そして、少し顔を上げ、赤也君の耳元で呟いた。
貴「私が他の子と仲良くしてたら、嫉妬してくれた」
切「ッ!!!」
貴「大丈夫、赤也君?顔真っ赤だけど」
赤也君は、私の顔をちらりと見てから、力が抜けたように座り込んでしまった。
切「……うぅ。ホント、勘弁してください」
貴「何で?赤也君が不安がってるんだもん、仕方ないじゃない」
切「__俺の理性が飛んだら、アンタ、どうするんスか」
真っ赤なままでそういう赤也君は、しかし何かを堪えるように苦しそうな顔をしている。
貴「……えっと」
__どうしよう、赤也君可愛過ぎる。
貴「さ、先行ってるからっ!!」
赤也君の可愛さに耐えきれなくなり、思わず逃げ出す。
赤也君の見えない辺りまで走って、そこでようやく一息吐く。
貴「はあ……からかいすぎた……」
幸「誰を、からかいすぎたって?」
楽しそうな幸村君の声。
ああ、何故か知らないけど、これは確実に怒ってる声だ。
貴「赤也君、だけど」
幸「ふうん。
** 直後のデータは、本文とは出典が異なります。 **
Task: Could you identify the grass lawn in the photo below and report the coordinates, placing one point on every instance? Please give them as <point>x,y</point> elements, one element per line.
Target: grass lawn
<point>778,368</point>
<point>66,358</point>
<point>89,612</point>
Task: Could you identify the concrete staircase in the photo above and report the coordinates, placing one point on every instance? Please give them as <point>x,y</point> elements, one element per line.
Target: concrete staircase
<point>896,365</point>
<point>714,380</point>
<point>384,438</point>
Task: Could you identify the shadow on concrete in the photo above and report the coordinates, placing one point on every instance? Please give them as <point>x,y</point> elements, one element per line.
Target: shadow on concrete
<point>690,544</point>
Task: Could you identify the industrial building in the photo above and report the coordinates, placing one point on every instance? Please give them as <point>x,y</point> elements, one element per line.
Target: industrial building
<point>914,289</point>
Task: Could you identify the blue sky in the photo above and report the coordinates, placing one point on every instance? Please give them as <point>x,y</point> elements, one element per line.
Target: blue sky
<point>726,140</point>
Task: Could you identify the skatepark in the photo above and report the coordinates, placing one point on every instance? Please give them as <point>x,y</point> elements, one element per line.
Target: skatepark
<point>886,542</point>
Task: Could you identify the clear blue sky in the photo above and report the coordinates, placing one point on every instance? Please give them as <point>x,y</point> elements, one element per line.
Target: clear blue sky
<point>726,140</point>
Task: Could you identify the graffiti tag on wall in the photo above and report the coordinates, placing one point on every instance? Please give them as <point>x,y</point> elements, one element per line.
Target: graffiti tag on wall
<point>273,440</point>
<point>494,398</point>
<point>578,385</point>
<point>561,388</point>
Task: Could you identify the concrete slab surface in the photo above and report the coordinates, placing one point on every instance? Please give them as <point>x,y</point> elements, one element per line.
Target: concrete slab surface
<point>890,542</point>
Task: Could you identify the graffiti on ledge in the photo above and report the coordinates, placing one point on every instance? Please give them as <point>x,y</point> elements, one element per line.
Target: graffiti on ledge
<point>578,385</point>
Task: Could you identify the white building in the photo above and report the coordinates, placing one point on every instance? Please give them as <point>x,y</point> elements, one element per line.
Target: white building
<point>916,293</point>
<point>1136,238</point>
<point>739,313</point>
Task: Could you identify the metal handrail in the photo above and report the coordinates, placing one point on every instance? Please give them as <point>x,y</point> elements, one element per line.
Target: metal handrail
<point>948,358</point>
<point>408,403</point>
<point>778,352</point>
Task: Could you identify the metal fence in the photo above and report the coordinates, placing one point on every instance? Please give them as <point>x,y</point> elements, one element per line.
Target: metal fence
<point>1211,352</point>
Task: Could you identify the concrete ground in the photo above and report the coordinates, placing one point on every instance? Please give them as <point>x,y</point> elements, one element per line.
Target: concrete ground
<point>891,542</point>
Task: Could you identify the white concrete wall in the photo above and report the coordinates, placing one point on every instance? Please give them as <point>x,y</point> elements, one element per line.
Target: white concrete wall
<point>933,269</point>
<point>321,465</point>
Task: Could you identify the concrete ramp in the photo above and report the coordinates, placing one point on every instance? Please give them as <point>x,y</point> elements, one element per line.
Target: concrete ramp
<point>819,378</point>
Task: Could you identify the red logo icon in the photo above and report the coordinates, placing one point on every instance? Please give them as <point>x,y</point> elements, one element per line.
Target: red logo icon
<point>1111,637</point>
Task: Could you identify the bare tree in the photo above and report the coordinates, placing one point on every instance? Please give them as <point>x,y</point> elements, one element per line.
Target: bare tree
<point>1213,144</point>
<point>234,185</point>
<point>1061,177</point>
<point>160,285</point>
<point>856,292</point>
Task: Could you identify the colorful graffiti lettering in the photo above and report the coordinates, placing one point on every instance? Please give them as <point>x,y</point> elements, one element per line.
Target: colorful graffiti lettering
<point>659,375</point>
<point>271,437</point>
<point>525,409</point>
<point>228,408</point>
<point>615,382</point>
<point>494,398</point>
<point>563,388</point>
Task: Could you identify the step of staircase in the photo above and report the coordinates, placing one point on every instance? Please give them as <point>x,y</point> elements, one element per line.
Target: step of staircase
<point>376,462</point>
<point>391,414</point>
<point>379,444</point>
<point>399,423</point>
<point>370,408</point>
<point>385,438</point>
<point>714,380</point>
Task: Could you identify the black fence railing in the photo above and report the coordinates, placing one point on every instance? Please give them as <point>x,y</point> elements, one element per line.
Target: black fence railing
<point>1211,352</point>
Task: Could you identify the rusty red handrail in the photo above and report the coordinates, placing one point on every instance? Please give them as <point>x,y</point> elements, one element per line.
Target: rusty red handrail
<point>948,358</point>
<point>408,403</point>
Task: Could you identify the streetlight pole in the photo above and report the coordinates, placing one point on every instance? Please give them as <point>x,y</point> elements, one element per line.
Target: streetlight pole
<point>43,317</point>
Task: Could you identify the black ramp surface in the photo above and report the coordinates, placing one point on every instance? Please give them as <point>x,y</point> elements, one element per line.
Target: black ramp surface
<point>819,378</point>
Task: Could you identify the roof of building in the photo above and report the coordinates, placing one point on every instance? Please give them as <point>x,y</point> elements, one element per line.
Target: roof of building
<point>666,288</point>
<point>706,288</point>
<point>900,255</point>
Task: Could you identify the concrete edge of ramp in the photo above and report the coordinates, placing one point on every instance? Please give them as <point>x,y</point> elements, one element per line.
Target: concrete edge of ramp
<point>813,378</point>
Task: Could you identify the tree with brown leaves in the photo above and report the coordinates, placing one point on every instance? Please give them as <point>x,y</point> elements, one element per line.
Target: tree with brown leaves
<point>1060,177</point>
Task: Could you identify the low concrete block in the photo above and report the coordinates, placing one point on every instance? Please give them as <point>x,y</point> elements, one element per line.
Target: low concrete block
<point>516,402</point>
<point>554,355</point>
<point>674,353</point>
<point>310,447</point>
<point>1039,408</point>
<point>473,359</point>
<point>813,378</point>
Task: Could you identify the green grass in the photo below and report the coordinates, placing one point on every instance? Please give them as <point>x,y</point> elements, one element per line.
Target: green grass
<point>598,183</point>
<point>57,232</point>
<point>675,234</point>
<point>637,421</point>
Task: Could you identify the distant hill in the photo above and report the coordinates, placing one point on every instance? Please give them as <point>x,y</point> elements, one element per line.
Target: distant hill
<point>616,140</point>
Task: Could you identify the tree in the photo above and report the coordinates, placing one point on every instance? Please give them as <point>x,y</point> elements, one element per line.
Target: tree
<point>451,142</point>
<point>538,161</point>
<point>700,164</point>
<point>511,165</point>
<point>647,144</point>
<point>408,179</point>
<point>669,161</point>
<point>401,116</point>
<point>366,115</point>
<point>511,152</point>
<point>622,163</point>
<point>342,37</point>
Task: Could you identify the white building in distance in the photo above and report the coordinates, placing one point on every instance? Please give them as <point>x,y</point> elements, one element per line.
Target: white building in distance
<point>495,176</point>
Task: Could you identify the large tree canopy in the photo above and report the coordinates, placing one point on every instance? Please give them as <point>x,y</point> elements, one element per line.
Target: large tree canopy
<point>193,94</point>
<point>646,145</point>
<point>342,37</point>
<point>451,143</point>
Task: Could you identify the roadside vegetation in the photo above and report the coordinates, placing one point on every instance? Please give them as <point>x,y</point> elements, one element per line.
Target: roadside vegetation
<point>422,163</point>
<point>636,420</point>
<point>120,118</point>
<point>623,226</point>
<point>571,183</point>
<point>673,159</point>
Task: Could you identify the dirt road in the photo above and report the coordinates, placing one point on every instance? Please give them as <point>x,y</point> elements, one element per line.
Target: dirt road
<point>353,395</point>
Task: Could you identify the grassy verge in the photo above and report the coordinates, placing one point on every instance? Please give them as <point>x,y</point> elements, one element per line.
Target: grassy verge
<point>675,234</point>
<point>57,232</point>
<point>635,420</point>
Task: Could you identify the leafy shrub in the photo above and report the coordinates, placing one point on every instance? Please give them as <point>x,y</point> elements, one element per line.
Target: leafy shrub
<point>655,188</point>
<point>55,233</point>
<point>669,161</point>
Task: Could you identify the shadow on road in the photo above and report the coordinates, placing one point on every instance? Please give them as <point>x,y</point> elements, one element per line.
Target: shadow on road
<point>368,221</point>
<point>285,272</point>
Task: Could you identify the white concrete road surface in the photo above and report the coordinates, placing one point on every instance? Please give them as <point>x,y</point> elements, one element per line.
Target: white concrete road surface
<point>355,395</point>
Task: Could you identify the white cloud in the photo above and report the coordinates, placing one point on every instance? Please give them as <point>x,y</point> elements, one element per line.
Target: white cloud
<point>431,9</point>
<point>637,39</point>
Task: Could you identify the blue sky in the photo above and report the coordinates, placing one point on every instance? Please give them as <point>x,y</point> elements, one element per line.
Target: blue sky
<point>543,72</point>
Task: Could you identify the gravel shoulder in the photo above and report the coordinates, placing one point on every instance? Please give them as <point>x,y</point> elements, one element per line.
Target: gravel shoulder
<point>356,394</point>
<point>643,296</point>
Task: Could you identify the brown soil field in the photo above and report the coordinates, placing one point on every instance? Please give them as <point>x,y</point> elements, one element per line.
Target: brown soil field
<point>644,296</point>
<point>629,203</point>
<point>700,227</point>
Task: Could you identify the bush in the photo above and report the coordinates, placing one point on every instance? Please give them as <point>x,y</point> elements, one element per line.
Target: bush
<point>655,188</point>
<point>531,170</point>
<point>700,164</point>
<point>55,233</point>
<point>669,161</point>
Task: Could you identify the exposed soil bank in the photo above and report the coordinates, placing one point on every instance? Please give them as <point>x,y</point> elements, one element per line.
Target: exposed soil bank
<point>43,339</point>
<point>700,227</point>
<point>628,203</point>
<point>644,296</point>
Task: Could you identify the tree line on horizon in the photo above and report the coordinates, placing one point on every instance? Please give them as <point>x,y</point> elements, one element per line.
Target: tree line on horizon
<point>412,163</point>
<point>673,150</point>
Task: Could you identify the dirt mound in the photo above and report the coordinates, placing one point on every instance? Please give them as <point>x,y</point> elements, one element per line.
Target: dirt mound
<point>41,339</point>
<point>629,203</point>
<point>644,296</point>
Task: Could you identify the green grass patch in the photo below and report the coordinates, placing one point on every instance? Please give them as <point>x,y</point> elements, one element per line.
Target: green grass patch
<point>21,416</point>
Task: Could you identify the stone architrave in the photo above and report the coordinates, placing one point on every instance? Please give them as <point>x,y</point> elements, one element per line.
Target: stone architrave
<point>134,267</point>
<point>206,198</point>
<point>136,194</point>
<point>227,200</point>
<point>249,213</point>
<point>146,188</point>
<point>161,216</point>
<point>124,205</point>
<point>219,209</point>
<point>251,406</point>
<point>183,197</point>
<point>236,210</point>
本当、秋月さんは赤也が好きなんだね」
棘のある、言い方。
貴「……そりゃ、まあね。立海の今のレギュラーは、皆大好きだよ」
そこから、幸村君に目を合わせる。
貴「__満足?」
笑い返すと、幸村君は呆気に取られたような顔をして、それからさっきとは違った不機嫌さを醸し出した。
見れば顔が仄かに赤い。
幸「本心?」
貴「勿論」
むー、とでも効果音の付きそうな顔をしている幸村君は、そっぽを向いて、
幸「もういいや、先行ってるね」
それだけ言って、去ってしまった。
__私だって、恥ずかしくないわけじゃないんだけどな。
思ったことを、大事なことを、言えないままで終わるのは嫌だ。
そう、思っただけ。
貴「朝食、食べなきゃ」
小さく溜息を吐いて、赤也君に追いつかれる前にと、私は建物の中へと入っていった。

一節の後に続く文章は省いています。